Marie Klåpbakken; “It took some time before I dared to say yes “.

With just under two weeks to go before Melodi Grand Prix in Oslo Spektrum, we had the great pleasure of speaking with Marie Klåpbakken, one of the finalists.

Marie is one of just two artists who will perform her song in Norwegian, and she is also one of the songwriters behind her entry, “Ta meg tilbake” (Take Me Back).

Hi Marie, and thanks a lot for taking the time out of your busy schedule to speak with us!

I’m happy that you asked me to do this interview 🙂  It is a great honor to be a part of MGP.

You are a new name to the Eurovision audience; can you tell us a bit about who you are, and your musical career so far?

Most people know me as the girl who plays violin and sing backing vocals for other artists. But in 2012 I released my debut album “framtida” which means “The future”. I got 8 amazing reviews were they rolled five on the dice. The Norwegian radio channel NRK P1 listed three of my singles (to unge vakre, sommardrøm, uro). I have also been on many tours, recordings, television projects.
I started as a classical violinist and changed to folk music at the age of 18. I have a master’s degree in folk music from the Norwegian Academy of Music in Oslo. It has taken me a few years to find my own sound, but now I feel like I’m home both with vocals and violin.

Who are your musical inspirations?

I like almost every style in music, but right know I’m listening a lot to Lykke Li and Sofia Karlsson. I find a lot of inspiration in both, but Lykke Li has an image and stage performance which makes me very creative and gives me courage to try something new. Sofia Karlsson touches me, and takes me back to the days when I was a folk musician. She is an artist who keeps her concerts and her music very simple, who reminds me that simplicity often is the best way to reach the listener.

Why did you decide to take part in Melodi Grand Prix?

I played with Helene Bøksle in MGP in 2011 and thought it was a wonderful experience. I never dreamed or thought that I could be relevant for Melodi Grand Prix until my record company MER came with the proposal after they had a meeting with the MGP committee. I really wanted to participate, but was also a little scared. It took some time before I dared to say yes, and now I’m really looking forward to this adventure!


You not only sing the song, you also co-wrote it. Can you tell us a little about how it „was born“ and what it is about?

“Ta meg tilbake/take me back” is a song about the journey in life, and a desire to go back to when the days were innocent. I met my colleague Olav Tronsmoen and we started to write a song thinking of MGP, and the words “ta meg tilbake/take me back” came across and suddenly we had a story and a sketch to send to my producer Alf Magne Hillestad. He started making the landscape around the song. After a few sessions in studio I still needed a little more help and called my good friend and co-writer Linn Hege Sagen. We finished the song together, and the final product is the song I’m going to perform on 14 March.
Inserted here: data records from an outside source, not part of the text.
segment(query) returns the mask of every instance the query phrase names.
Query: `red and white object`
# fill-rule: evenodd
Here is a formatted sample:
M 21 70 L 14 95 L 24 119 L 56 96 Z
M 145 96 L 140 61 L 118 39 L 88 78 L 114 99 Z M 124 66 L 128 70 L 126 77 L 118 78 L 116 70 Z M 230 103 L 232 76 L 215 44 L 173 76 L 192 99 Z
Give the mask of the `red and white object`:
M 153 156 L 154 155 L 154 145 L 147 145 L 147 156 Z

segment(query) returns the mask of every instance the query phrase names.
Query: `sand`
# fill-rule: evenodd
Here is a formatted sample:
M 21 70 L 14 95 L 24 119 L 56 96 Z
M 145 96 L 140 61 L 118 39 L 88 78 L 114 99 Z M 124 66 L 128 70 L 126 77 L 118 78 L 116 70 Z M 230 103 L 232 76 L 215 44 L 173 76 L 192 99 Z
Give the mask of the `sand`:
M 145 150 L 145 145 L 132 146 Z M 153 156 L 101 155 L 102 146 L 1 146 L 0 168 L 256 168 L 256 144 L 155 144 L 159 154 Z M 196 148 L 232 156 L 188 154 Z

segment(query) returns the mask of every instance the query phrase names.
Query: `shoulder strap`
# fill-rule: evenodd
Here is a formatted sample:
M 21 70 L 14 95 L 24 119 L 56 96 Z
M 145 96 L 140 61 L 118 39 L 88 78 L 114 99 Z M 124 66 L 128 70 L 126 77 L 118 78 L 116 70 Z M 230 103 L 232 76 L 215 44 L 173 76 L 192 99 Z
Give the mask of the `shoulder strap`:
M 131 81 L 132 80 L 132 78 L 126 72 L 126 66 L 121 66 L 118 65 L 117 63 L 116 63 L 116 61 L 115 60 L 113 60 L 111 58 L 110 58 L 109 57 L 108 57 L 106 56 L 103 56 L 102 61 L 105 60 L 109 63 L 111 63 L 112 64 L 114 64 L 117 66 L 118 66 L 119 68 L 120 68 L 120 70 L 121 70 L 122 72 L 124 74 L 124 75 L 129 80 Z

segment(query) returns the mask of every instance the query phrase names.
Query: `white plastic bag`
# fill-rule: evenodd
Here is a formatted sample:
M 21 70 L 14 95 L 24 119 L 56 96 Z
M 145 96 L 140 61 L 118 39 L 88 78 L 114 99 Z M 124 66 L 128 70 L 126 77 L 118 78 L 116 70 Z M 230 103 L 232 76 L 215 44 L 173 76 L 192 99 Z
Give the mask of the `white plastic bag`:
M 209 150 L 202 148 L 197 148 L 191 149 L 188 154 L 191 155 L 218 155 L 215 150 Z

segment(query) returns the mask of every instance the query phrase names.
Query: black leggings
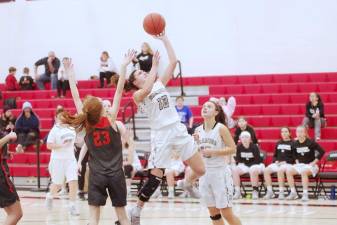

Your song is one of only two that will be performed in Norwegian. Why did you decide to write a song in Norwegian for MGP?

I only write songs in Norwegian. It is natural for me to sing in my native language.
When I sing in my own language I represent the former spirit of Grand Prix when artists had to sing in their native language, it might fit extra well since it’s the 60th anniversary.

What kind of performance can we expect to see on stage in Oslo Spektrum?

It’s going to be a euphoric and magical atmosphere. I have chosen a quiet and beautiful expression that shows the fragility but also the strenght of the song.

Do you watch Eurovision every year, and do you have any traditions with friends or family?

I don’t have any Eurovision traditions other than watching the Eurovision final with my family. I like the variations of the artist and I like the idea that Eurovision is a stage for all musical genres. The songs and stage performance are in focus.

What is your favorite Eurovision entry?

May I say Aleksander Rybak? He put the violin in front, and made the violin a „cool“ instrument. Everybody wanted to play violin after his performance, and everywhere I went with my music they asked if I could play „Fairytale“.

What is the most Norwegian thing you can think of ?

I think the most Norwegian things I can think of is hardangerfiddle, lusekofte (sweater), dølahest (type of horse from my home valley Gudbrandsdalen) and koldtbord.